Je tiens à l’affirmer avant de commencer cet article : j’ai eu une éducation féministe, pacifiste, égalitaire, écologique et démocratique dont je suis très fière. Quand ma vie adulte a commencé, j’ai été confrontée à des milieux où ces valeurs ne sont pas unanimement répandues, d’observer le mal que leur manque faisait, et je n’ai été que plus convaincue de leur essentialité. Bref, je ne suis pas antiféministe, raciste, et monarchiste.

Mais j’aime les Disney. Et je n’en ressens aucune culpabilité. En aucune façon.

Je n’irai pas jusqu’à dire qu’il n’y a aucun racisme ou sexisme dans les Disney. J’affirme juste, même si je dois pour ça être clouée au pilori par des gens qui sont censés être du même bord politique que moi, que Disney n’est pas le mal incarné, pas plus que Grimm, Andersen, ou tout le reste. Disney, Grimm, Andersen, sont juste des gens qui racontent des histoires. Il peut y avoir mille et une raisons de faire se produire un événement dans une histoire, et il arrive que l’auteur ne songe même pas à la portée politique de ce qu’il écrit. Ce n’est pas forcément excusable, mais c’est souvent inévitable, et c’est humain. Bref, je le répète, je n’irai pas jusqu’à dire que le racisme et le sexisme sont absents des Disney. La seule chose que je dis est que lorsqu’il y en a, ça ne signifie pas, comme on le prétend en certains endroits du net, que les scénaristes de Disney ont clamé un jour, terrorisés : « Oh, là, là, les noirs et les femmes commencent à avoir beaucoup trop de droits dans notre société, vite, préservons-nous de cela en nettoyant la tête des générations futures. » Non, ils n’ont juste pas réfléchi à la signification de ce qu’ils écrivaient, ils ne sont pas les premiers, ni les derniers, et côté conneries qu’on écrit sans y prêter attention, Man of Steel fait mille fois pire que tous les Disney réunis. Pourtant, Man of Steel n’est, curieusement, pas du tout évoqué sur Internet comme un parangon du fascisme, alors qu’il y aurait, selon moi, beaucoup plus d’encre à faire couler sur le fait que Jor-El sacrifie sa race entière et que la narration fait en sorte de nous expliquer qu’il a bien raison, qu’au sujet du symbole patriarcal que constitue Jasmine d’Aladdin.

J’aimerais prendre la parole pour défendre ces Disney qui ont bercé mon enfance, mais je ne sais pas quoi dire. Je ne sais pas quoi dire, parce que les attaques qui sont dirigées contre eux me paraissent tellement absurdes que je ne vois même pas comment y répondre intelligemment. Je me contente d’affirmer : je suis féministe et j’aime les Disney. Et je ne me sens pas coupable.

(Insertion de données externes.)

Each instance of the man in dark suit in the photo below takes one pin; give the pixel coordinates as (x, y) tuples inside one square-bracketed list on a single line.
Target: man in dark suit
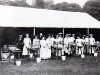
[(19, 43)]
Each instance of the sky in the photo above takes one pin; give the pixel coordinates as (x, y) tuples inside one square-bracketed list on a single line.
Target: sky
[(80, 2)]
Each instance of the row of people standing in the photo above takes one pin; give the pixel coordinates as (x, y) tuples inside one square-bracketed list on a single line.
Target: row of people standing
[(81, 43), (45, 44)]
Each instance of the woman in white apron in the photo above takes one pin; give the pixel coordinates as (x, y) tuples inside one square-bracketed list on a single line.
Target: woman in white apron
[(27, 45), (49, 44), (79, 46), (43, 49), (92, 42)]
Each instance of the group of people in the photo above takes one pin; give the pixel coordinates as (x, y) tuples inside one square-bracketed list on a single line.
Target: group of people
[(66, 44)]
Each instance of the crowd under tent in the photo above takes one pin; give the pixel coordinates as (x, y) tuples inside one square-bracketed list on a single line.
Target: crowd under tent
[(11, 16)]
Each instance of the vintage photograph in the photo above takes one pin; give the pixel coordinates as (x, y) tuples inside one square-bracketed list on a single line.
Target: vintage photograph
[(49, 37)]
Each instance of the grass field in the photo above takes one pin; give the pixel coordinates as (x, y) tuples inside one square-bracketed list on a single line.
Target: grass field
[(90, 65)]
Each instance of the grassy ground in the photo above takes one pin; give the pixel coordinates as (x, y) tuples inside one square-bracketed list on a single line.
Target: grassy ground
[(90, 65)]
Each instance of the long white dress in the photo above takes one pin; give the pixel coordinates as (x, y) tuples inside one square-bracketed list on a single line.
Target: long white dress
[(27, 42), (43, 49), (79, 44), (91, 41), (49, 44)]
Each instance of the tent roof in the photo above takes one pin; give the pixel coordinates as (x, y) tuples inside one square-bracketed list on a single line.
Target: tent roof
[(30, 17)]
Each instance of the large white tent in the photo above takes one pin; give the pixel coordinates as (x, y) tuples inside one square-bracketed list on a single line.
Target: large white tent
[(30, 17)]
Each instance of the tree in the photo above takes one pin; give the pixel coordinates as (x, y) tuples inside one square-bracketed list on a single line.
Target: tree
[(74, 7), (60, 6), (44, 3), (92, 7), (40, 4), (67, 7), (22, 4)]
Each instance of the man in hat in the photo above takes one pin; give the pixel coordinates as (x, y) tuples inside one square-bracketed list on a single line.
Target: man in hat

Pour moi, être féministe signifie remarquer le scandale qui se produit devant moi, et me révolter contre, pas chercher à tout prix à le voir, en sur-interprétant, et rembarrer les machos qui ne font pas de machisme, et les dragueurs qui ne me draguent pas, comme le font souvent les personnages féminins dans les dessins animés pour enfant. Je refuse d’être un cliché. Être féministe ne m’a jamais empêché de regarder une œuvre avec un regard neutre, sans à priori. Et c’est sans doute pour ça que je suis la seule à relever le génocide orchestré par Jor-El sur sa propre race, ou le fait que dans Man on Wire, Phillippe Petit témoigne sans le moindre regret s’être très mal conduit envers les amis qui l’ont soutenu envers et contre tout. Personne n’a relevé ça. Par contre tout le monde hurle contre le fait que Jasmine, malgré sa résistance à l’autorité paternelle, n’ai pas de but plus élevé dans la vie que de se marier par amour (ce qui, selon moi, est un bon but, non, de trouver un être qui vaille la peine d’être aimé pendant une vie entière et être capable de l’aimer ? En tout cas, c’est le but de Bastien dans l’Histoire sans fin, et aucun masculiniste ne hurle contre le personnage de Bastien)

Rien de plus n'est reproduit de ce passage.